Parmi les défauts les plus impardonnables du livre de Frieser figure l'ignorance totale du document Reynaud, alors que le livre de Costello est de 1991 et celui de Frieser de 1995. Pire, revenant sur le sujet dans un article en 2000, puis dans une interview en 2013, il ne le mentionne pas davantage.
En résumé, nous avons malgré la censure la preuve irréfutable que le Reich opère conjointement une offensive blindée et une manoeuvre diplomatique, et que celle-ci pèse fortement sur les discussions de Paris et de Londres (la censure elle-même prouve d'ailleurs qu'il ne s'agit pas d'une affaire secondaire, et que des gens ont eu honte des positions prises par certains à cette époque, à la lumière du résultat de la guerre et de la mesure prise alors, par les plus myopes, de la barbarie nazie).
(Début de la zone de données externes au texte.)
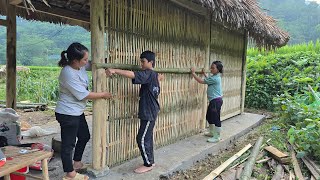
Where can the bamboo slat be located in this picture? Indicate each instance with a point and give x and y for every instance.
(134, 26)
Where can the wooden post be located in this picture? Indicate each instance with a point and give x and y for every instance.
(206, 67)
(99, 141)
(44, 165)
(243, 70)
(11, 56)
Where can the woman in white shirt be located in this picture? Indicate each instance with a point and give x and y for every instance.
(73, 96)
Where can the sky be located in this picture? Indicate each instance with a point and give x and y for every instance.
(318, 1)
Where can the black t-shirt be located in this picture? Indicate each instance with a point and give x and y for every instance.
(149, 92)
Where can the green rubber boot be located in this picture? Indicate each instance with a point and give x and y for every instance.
(216, 137)
(210, 133)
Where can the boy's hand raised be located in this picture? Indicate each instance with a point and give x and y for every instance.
(110, 72)
(107, 95)
(193, 70)
(160, 77)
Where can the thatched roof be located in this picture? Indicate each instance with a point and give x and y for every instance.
(233, 14)
(246, 14)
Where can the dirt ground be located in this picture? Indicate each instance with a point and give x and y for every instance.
(201, 168)
(204, 167)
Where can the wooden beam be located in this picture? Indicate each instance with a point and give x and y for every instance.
(99, 136)
(11, 98)
(59, 12)
(15, 2)
(196, 8)
(244, 71)
(3, 22)
(247, 171)
(85, 4)
(68, 3)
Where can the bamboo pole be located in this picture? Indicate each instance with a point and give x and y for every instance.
(97, 27)
(207, 64)
(224, 165)
(138, 68)
(246, 174)
(11, 96)
(244, 67)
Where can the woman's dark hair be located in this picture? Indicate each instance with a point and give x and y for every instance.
(219, 66)
(75, 51)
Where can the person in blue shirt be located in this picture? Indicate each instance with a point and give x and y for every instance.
(73, 96)
(148, 105)
(214, 94)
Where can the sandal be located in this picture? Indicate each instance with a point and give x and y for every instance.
(77, 177)
(143, 169)
(83, 169)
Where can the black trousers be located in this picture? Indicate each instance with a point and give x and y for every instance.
(145, 141)
(213, 112)
(72, 127)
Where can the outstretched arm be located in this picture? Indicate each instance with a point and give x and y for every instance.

Paris est alors un moulin, et Hitler peut compter pour le renseigner sur l'ambassadeur italien Guariglia, le nonce Valeri, l'ambassadeur espagnol Lequerica et bien d'autres. Il a peut-être moins d'informateurs à Londres et surtout la situation y est plus complexe et mystérieuse : la solidité du gouvernement Churchill fait problème puisque le premier ministre, certes résolu à se battre et le montrant, est cerné d'
appeasers que les désastres militaires amènent vraisemblablement à réfléchir. La capture du BEF, certaine le 24 à midi sauf Haltbefehl, ne risque-t-elle pas de renforcer Churchill au lieu de l'affaiblir ? Car ce dont il s'agit, c'est de rappeler aux "raisonnables de Londres" que le nazisme n'est pas antibritannique, que du contraire.
Donc Hitler, certes, ne freine pas pour favoriser un embarquement (encore que je retienne l'hypothèse "piston-seringue" apportée par ce débat) mais s'abstient, en tout cas, de coffrer l'armée de terre anglaise, en espérant que la menace fasse plus d'effet que sa mise à exécution -un procédé nazi au demeurant basique.